Many of the samples could be identified down to a species level, but some could not, which can raise a flag of interest to check out further as a possible new species. I suspect the mantis sample is a Chinese mantis (Tenodera sinensis) but I am not certain and there are some look alikes among this group so I left it as unknown at the genus and species level. On the other hand, one of the students brought in an insect that seems to fit into the cockroach family (Blattodea) but is not turning up any obvious close genetic relatives on the databases (BOLD and GenBank). A similar story goes for a Xanthid crab and for a hover fly. However, as more samples are collected and the database grows we might get some matches in the future from positively ID'd specimens that will help resolve this.
Finally, I couldn't resist generating a phylogenetic tree using our data and BOLD's online tools. DNA barcoding is not designed to behave well in terms of reconstructing more ancient relationships among species. It is aimed at resolving species identifications.

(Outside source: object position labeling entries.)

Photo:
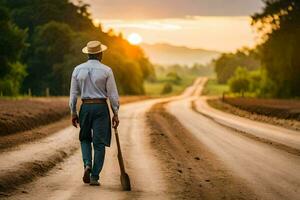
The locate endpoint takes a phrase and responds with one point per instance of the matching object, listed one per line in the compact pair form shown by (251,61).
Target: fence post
(47,92)
(29,92)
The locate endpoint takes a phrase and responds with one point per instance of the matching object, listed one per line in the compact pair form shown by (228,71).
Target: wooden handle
(120,157)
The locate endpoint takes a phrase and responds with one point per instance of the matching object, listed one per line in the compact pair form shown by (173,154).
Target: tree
(227,63)
(51,43)
(12,43)
(240,81)
(279,25)
(57,30)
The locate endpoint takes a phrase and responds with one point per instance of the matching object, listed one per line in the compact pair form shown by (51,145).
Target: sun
(134,38)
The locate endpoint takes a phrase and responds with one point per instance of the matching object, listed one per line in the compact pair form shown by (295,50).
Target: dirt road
(173,152)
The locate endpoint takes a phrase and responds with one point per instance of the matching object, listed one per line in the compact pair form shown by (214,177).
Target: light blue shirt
(93,80)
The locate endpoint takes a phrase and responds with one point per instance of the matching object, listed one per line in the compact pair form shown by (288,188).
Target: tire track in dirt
(275,144)
(191,170)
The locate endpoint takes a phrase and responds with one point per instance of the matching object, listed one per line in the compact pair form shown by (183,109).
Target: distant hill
(166,54)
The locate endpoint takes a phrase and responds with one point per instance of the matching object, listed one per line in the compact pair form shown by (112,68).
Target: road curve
(64,181)
(279,135)
(270,172)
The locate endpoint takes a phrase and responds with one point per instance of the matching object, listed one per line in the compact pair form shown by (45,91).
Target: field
(213,88)
(24,114)
(284,109)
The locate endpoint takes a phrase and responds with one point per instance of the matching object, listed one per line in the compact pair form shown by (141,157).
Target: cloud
(147,9)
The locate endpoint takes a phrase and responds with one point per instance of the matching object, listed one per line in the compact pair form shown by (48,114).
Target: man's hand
(115,121)
(75,120)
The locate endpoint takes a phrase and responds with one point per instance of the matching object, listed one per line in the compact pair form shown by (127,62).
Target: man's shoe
(94,182)
(86,175)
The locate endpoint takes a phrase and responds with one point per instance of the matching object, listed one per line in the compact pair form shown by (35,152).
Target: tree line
(272,68)
(41,42)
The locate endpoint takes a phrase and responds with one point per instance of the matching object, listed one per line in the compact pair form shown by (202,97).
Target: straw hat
(94,47)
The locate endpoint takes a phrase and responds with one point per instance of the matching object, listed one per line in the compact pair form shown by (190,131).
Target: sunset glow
(134,38)
(214,33)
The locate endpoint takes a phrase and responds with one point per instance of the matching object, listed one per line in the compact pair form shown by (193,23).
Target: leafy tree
(168,88)
(279,23)
(51,43)
(12,42)
(240,81)
(57,30)
(227,63)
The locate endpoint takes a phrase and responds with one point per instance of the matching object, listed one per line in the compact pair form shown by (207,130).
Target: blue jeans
(99,155)
(95,128)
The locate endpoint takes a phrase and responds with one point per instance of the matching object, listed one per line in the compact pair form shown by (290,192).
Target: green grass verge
(213,88)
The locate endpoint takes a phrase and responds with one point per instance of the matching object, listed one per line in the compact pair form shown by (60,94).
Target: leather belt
(93,101)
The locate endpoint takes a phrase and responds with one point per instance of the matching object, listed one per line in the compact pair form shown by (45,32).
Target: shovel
(125,182)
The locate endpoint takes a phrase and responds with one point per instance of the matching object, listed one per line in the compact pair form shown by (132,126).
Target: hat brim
(85,50)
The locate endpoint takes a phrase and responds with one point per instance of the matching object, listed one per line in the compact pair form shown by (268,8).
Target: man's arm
(74,91)
(112,93)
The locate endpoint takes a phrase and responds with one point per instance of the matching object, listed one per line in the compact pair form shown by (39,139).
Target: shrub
(168,88)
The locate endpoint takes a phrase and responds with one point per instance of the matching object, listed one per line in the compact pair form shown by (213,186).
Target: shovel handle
(120,157)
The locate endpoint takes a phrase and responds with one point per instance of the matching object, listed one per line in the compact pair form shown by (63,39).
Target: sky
(222,25)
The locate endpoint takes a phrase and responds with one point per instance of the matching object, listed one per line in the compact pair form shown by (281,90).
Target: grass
(213,88)
(155,88)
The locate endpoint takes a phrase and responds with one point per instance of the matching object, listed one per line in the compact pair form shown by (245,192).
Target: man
(95,83)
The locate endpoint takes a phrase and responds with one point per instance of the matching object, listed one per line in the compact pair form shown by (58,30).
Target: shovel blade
(125,181)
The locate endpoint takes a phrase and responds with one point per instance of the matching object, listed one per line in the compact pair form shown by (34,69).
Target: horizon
(199,25)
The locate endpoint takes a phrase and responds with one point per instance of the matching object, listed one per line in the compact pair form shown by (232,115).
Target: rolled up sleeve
(112,92)
(74,92)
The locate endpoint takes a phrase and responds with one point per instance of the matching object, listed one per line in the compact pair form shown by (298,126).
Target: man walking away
(95,83)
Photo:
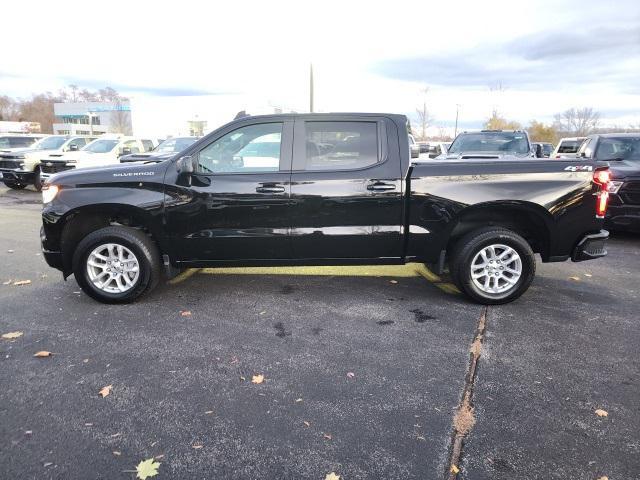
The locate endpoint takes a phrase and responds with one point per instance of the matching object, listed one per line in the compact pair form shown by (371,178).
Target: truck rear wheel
(493,265)
(116,264)
(14,185)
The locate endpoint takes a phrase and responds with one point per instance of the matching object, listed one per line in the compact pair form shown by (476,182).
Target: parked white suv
(106,150)
(20,168)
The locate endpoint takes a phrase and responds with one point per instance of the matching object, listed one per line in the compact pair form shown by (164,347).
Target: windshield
(172,145)
(569,146)
(101,146)
(618,148)
(50,143)
(514,143)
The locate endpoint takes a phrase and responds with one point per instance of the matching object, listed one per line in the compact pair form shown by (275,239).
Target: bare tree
(577,121)
(424,117)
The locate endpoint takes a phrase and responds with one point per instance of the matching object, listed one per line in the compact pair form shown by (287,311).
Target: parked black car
(336,189)
(165,150)
(622,151)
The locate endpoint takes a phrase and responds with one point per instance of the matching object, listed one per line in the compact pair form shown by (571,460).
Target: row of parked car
(31,159)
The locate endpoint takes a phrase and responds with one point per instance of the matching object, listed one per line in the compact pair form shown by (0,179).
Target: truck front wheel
(116,264)
(492,265)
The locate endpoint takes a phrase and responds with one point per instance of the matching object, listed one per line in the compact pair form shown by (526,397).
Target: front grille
(9,164)
(630,192)
(55,167)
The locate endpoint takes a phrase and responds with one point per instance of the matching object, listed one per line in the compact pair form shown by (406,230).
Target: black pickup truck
(321,189)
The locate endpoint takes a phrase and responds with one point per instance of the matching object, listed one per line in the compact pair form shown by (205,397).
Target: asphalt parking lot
(364,370)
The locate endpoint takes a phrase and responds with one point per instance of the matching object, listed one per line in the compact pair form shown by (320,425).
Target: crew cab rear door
(346,188)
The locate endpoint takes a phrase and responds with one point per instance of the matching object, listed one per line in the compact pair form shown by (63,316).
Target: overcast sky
(368,56)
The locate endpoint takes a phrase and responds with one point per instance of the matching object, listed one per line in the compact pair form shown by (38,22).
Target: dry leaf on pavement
(105,391)
(11,335)
(147,468)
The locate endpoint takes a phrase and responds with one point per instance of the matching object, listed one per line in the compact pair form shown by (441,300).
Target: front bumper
(54,259)
(591,246)
(21,176)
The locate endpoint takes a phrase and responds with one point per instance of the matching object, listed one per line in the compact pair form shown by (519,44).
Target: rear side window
(341,145)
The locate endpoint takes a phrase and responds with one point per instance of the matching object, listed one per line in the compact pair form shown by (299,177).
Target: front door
(236,207)
(346,189)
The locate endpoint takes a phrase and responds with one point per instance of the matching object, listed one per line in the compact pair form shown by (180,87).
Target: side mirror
(185,165)
(539,152)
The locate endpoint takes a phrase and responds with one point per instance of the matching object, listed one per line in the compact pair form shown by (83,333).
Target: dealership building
(92,118)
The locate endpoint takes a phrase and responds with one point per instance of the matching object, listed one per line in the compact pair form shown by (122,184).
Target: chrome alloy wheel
(113,268)
(496,269)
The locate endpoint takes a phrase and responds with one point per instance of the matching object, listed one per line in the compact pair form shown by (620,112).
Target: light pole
(311,87)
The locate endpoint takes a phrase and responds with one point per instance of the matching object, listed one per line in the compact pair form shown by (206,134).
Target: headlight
(614,186)
(49,192)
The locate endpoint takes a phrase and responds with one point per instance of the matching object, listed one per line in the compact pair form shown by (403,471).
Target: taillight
(602,179)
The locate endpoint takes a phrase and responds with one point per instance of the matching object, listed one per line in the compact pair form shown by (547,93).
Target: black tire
(135,240)
(14,185)
(37,180)
(470,245)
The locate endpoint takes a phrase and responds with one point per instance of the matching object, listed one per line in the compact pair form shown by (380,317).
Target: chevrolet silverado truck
(21,168)
(340,189)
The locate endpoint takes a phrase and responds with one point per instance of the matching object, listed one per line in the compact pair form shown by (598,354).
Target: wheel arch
(81,221)
(529,220)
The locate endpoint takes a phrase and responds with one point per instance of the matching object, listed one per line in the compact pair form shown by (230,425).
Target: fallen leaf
(11,335)
(105,391)
(147,468)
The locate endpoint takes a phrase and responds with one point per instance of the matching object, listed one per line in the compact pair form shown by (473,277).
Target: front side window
(254,148)
(341,145)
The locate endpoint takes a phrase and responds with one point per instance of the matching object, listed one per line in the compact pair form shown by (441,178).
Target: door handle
(270,189)
(380,187)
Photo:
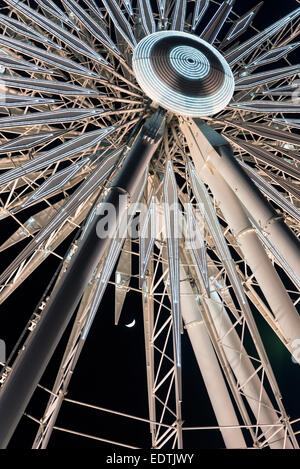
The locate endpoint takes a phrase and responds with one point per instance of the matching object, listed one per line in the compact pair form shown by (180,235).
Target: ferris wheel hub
(183,73)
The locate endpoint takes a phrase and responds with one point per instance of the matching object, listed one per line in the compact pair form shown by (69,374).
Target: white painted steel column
(209,366)
(256,257)
(245,374)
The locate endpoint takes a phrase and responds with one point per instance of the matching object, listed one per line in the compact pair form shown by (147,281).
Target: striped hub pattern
(183,73)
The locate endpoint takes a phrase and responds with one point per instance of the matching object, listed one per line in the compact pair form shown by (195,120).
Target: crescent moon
(131,324)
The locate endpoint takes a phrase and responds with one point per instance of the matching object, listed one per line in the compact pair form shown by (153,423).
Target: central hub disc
(183,73)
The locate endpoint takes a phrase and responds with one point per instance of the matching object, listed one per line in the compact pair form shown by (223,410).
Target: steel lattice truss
(70,111)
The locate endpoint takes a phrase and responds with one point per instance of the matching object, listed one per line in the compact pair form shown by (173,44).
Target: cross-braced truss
(209,262)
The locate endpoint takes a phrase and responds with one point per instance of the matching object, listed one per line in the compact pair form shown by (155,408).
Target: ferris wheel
(152,148)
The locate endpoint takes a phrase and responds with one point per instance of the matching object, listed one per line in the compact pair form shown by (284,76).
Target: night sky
(111,371)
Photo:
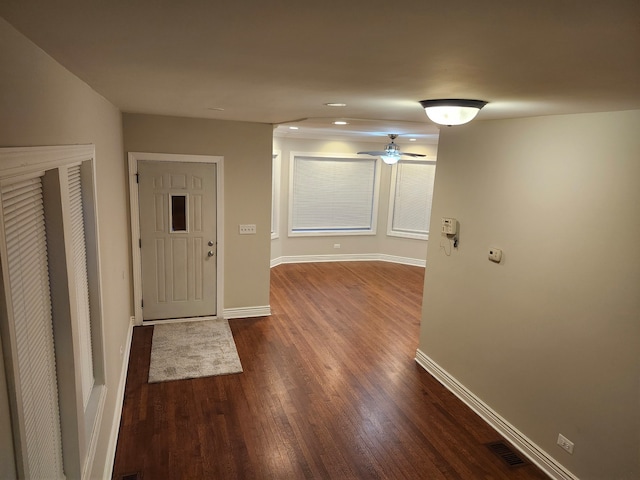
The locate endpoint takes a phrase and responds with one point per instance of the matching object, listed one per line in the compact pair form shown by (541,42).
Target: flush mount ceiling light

So I was surprised at how well the data preformed in clustering the insect species (which contain our largest number of animal samples).
The bar at the upper right represents a distance in the tree of 2% sequence divergence. The tree is rooted with a crustacean (an arthropod but not an insect) sequence (not shown). The flies (Diptera) were grouped together and within this we get mosquito, fruitfly, and hover fly groups. Within the fruitflies we also get a Hawaiian Drosophila clade. Finally we see that one Drosophila heteroneura sample is distant from Drosophila silvestris while another D. heteroneura is quite close to D. silvestris. This is not as surprising as it might first appear because these two species are found to hybridize quite frequently in the wild.